Inbal Arnon, PhD ’10, who worked with Sag, wrote: “His taste for big questions, his endless curiosity about language, his appetite for life and for solving linguistic mysteries have all served as an example for how exciting and lively intellectual life can be. From the start, Ivan has not only been an exceptional mentor, but also a great friend.”
An idea generator
During the last 30 years of his career, Sag developed and refined formal theories of grammar that were, as Wasow put it, “precise enough to be computationally implementable and well suited to expressing linguists’ insights about language structure.”
Sag was one of the originating developers of Generalized Phrase Structure Grammar (GPSG), Head-Driven Phrase Structure Grammar (HPSG) and Sign-Based Construction Grammar (SBCG), with each stage developing out of the last.
Pullum, who co-authored Generalized Phrase Structure Grammar (1985) as well as numerous papers with Sag, called him “an idea generator” and a “master of syntactic and semantic data,” who was “constantly enthusiastic, always eager to investigate further, consummately honest about whether an analysis worked or not.”

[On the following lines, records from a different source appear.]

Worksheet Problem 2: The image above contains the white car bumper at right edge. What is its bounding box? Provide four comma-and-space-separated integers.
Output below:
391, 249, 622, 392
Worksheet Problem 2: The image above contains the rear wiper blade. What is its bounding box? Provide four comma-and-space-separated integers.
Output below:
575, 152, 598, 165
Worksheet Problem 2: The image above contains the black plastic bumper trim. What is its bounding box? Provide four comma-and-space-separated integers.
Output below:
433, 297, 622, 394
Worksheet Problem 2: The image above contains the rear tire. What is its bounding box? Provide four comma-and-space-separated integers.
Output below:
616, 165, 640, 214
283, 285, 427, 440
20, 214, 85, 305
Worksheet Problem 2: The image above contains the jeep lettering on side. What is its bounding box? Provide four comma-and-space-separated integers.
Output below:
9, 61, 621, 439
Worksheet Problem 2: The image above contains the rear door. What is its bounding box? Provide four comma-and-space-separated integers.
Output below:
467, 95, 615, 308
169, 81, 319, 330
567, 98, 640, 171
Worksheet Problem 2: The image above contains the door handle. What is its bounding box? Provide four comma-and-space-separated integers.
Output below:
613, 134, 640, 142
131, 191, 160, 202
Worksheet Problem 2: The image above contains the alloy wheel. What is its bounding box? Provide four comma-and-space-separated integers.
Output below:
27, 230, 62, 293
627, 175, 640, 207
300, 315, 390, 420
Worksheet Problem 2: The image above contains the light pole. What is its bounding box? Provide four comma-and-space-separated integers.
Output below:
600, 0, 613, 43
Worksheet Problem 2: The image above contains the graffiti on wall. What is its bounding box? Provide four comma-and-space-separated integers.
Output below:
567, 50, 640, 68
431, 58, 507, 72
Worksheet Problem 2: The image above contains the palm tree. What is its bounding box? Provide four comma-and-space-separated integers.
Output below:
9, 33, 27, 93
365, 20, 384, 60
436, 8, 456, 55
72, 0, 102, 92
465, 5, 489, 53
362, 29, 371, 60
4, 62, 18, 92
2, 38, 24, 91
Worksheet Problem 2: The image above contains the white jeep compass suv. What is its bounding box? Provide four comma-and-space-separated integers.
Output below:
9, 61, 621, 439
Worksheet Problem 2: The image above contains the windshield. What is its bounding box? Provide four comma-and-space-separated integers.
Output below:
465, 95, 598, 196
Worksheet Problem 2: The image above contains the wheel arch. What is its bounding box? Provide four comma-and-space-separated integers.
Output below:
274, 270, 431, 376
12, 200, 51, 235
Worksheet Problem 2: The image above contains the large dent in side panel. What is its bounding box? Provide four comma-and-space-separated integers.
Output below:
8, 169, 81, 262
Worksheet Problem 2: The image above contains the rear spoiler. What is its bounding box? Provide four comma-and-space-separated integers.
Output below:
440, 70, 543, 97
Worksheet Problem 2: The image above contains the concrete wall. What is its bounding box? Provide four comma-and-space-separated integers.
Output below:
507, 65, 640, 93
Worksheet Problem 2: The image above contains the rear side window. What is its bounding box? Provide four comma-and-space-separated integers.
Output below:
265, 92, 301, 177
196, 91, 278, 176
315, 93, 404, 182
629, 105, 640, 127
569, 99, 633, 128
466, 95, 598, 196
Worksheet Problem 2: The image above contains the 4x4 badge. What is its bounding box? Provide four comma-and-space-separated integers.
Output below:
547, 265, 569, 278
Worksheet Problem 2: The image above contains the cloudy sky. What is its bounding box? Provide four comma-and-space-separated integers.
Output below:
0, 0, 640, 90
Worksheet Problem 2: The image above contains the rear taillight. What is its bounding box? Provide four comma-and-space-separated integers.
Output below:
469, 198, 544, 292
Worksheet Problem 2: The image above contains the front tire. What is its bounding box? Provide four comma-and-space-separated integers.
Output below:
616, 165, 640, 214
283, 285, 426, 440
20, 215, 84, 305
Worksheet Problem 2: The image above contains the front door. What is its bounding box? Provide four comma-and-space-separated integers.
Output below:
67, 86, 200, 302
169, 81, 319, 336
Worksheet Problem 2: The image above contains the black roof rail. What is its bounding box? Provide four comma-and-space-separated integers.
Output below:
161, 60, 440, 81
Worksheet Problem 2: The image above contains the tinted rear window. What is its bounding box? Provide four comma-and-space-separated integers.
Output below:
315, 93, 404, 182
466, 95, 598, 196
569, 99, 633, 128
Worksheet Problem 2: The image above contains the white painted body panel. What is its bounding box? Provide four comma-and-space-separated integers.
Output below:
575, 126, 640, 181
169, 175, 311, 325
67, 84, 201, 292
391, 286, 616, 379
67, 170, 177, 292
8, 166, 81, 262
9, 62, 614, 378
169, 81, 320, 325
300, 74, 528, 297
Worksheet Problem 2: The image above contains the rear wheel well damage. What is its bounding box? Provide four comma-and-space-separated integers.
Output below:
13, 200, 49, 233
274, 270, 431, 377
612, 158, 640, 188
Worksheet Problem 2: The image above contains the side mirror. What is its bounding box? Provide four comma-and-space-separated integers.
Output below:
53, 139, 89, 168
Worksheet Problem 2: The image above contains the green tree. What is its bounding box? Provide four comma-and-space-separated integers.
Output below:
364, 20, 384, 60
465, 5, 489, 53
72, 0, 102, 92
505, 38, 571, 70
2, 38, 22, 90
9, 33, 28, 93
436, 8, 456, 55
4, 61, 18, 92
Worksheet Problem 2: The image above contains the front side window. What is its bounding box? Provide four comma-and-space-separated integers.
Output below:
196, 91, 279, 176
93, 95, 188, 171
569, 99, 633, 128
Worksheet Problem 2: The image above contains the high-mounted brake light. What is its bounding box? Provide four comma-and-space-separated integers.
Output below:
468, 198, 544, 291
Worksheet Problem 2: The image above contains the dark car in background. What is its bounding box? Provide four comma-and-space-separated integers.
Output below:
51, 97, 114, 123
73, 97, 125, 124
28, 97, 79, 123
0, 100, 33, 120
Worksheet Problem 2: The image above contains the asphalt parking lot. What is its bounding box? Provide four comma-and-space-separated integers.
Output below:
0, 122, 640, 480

Born in Alliance, Ohio, in 1949, Sag became interested in linguistics at the University of Rochester, where he studied Indo-European languages, sociolinguistics and Sanskrit. After receiving a BA from the University of Rochester in 1971, he went to the University of Pennsylvania, where he earned a master’s degree in 1973. Pursuing his interest in grammatical theory at the Massachusetts Institute of Technology, Sag wrote a dissertation on ellipsis (advised by Noam Chomsky). Sag earned his PhD from MIT in 1976. Before joining the faculty at Stanford in 1979, Sag was an assistant professor at the University of Pennsylvania for three years.
Sag was Professor Honoris Causa at the University of Bucharest (Romania, 2001). He was a fellow at the Center for Advanced Study in the Behavioral Sciences (Stanford, 2002-03); at Logica, the Dutch Research School in Logic (Utrecht, 1994); an Ameritech Fellow (Chicago, 1987-88); and a Mellon Fellow (Stanford, 1978-79).
He also served on the editorial boards of several journals, including Journal of Linguistics, Linguistics and Philosophy, Semantics and Pragmatics, French Review of English Linguistics, Journal of Language Modelling and Constructions.
There will be no public memorial service, but Sag’s family, friends and colleagues have joined with the LSA to found the Ivan Sag Linguistic Institute Fund to support the continuing efforts of the LSA to sponsor and organize the biennial Linguistic Institute, including student fellowships and the Sapir Professorship.